I started working on just trying to ignore what other people said to me about my shakes. Then one day something shifted...
"Courage will now be your best defense against the storm that is at hand"
It was my final year of vet school and I was closing an incision. My mentor had just finished demonstrating a TPLO sugery. I was so shaky, so I started telling her I was really grateful she was letting me close the incision and I started apologizing for my shaky hands.
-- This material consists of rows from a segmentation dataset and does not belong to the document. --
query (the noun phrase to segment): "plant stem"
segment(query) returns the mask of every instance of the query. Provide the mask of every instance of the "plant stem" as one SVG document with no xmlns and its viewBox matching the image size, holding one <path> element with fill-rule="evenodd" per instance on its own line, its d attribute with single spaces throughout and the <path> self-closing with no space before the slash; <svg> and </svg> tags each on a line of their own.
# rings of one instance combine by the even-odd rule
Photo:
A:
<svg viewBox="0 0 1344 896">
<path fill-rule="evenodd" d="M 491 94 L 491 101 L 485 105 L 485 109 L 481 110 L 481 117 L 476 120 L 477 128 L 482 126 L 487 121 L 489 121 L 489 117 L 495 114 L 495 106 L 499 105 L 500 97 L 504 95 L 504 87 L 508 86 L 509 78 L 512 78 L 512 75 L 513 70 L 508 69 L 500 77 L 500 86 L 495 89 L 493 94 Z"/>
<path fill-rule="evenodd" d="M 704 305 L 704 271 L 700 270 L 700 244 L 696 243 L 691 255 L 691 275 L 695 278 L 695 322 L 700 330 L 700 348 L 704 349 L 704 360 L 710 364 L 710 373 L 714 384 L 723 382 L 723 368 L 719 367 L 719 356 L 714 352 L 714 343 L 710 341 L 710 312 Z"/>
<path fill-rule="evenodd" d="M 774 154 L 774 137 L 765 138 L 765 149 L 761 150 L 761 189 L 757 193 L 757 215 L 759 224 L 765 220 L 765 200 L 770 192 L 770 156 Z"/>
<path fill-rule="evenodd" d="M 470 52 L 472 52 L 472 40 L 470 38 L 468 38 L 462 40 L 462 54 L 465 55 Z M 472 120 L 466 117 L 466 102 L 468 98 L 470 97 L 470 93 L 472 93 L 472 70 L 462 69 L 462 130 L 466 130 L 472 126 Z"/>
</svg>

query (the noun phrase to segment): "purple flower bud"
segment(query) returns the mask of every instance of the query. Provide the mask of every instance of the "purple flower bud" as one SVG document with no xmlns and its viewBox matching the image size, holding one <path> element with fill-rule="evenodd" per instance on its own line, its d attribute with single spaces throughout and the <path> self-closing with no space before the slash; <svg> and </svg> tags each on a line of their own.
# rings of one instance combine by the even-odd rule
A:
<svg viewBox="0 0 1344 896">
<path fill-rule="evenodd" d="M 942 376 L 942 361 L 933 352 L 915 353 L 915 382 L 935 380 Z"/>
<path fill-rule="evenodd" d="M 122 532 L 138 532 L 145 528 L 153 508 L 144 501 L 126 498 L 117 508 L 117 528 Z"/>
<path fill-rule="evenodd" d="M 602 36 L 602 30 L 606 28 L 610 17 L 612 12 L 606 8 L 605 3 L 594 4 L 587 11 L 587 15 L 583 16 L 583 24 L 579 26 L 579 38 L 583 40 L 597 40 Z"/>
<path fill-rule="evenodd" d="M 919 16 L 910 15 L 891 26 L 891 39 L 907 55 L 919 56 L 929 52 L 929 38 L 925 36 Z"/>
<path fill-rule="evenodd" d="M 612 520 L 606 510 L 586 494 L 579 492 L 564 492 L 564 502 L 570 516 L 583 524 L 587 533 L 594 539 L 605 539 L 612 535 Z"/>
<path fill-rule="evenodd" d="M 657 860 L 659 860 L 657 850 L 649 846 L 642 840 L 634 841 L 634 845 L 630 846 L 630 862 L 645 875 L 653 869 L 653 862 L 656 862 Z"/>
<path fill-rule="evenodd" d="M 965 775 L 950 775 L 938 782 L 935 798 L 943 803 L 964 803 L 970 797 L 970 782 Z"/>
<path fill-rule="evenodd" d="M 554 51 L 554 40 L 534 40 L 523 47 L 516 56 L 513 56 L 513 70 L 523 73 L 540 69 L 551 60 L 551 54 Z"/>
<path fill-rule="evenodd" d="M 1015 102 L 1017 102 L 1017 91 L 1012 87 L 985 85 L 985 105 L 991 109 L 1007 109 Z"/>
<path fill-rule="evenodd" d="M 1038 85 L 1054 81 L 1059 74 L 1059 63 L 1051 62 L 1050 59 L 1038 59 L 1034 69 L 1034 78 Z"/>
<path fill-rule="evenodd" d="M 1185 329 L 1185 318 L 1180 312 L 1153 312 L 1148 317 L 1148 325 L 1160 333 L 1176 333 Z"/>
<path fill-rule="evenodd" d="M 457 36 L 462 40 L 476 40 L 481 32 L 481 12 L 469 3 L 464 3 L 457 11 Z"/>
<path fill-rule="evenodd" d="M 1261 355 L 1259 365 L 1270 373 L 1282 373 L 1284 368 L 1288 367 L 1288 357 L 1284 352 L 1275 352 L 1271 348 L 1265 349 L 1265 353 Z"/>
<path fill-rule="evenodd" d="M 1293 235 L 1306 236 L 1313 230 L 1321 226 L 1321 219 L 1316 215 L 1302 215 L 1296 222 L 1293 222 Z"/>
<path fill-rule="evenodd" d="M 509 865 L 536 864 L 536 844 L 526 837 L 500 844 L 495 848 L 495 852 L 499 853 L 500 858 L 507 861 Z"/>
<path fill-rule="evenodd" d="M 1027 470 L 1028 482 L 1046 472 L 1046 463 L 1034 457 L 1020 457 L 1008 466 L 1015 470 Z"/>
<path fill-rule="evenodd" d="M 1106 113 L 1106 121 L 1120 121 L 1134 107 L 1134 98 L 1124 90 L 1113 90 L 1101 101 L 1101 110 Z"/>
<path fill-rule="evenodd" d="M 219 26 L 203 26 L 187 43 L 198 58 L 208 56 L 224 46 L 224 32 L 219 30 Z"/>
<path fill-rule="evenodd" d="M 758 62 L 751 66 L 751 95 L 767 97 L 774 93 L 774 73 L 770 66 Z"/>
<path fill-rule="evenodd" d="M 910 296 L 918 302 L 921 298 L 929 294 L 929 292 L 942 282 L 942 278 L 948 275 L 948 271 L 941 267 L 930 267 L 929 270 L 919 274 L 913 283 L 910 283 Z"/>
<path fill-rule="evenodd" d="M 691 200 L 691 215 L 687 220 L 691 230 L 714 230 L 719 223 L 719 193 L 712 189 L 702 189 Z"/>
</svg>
I was so embarrassed because she seemed like such an amazing surgeon.
She told me, "Oh, no, don't worry. I was exactly like you when I was first learning, and you'll get over it."
I was shocked. No one had ever told me that before. Finally, someone wasn't judging me or looking at me like I was some sort of mutant. She had been there and she was fine. I don't think I ever told her how much that meant to me, but it really did change my life. To this day I will never forget that.
Even though I had already started working on my self-confidence, the truth is I couldn't do it alone. Maybe lots of you couldn't either. Somebody has to believe in you—just like Gandalf tells Frodo he needs to scale Mt. Doom and he can do it (you LOTR fans get it). Even though Gandalf sometimes isn't completely sure Frodo will make it, he still believes in him. This is why mentors are so important. And not only mentors, but a whole community that's supportive and wants to see you succeed. Frodo could've never accomplished his mission without his allies.
From the moment I heard those kind words, I started moving from a place of shame to a place of love. In my observations I would focus my attention during rotations on other veterinarians who had shaky hands who were perfectly capable. I basked silently in the joy that came with seeing their hands shake in surgery or drawing blood and knowing they were like me—and doing an amazing job.
"Your part in the story will go on"
As I graduated from veterinary school and moved into the professional world, I was lucky to have a close personal supporter at my side at all times—my boyfriend, or you could also say, my Samwise. He's also a veterinarian, but he has more years of experience than I do, so I observe him and learn from him. I'm also lucky to have a large supportive group beyond my immediate surroundings through the Vet Confessionals project and veterinary conferences.
There are still times when I'm scared and nervous about surgery. I learned through my colleagues and mentors that those feelings don't ever fully go away. But I did learn to process the emotions differently. Think about it differently, and my fear and anxiety is just proof that my patient is important to me and I care about doing a great job.
But I'm not going to let fear and anxiety own me. Those emotions are fleeting, they're transient and they do not define me. Because, let's face it, there's always going to be somebody who's more talented, smarter and stronger or apparently better than you are—somebody who's proverbial hands never shake. The way to find out who you are is not by comparing yourself to others, but by looking to see whether you're fulfilling your own potential the best way you know how. There is no shame in that.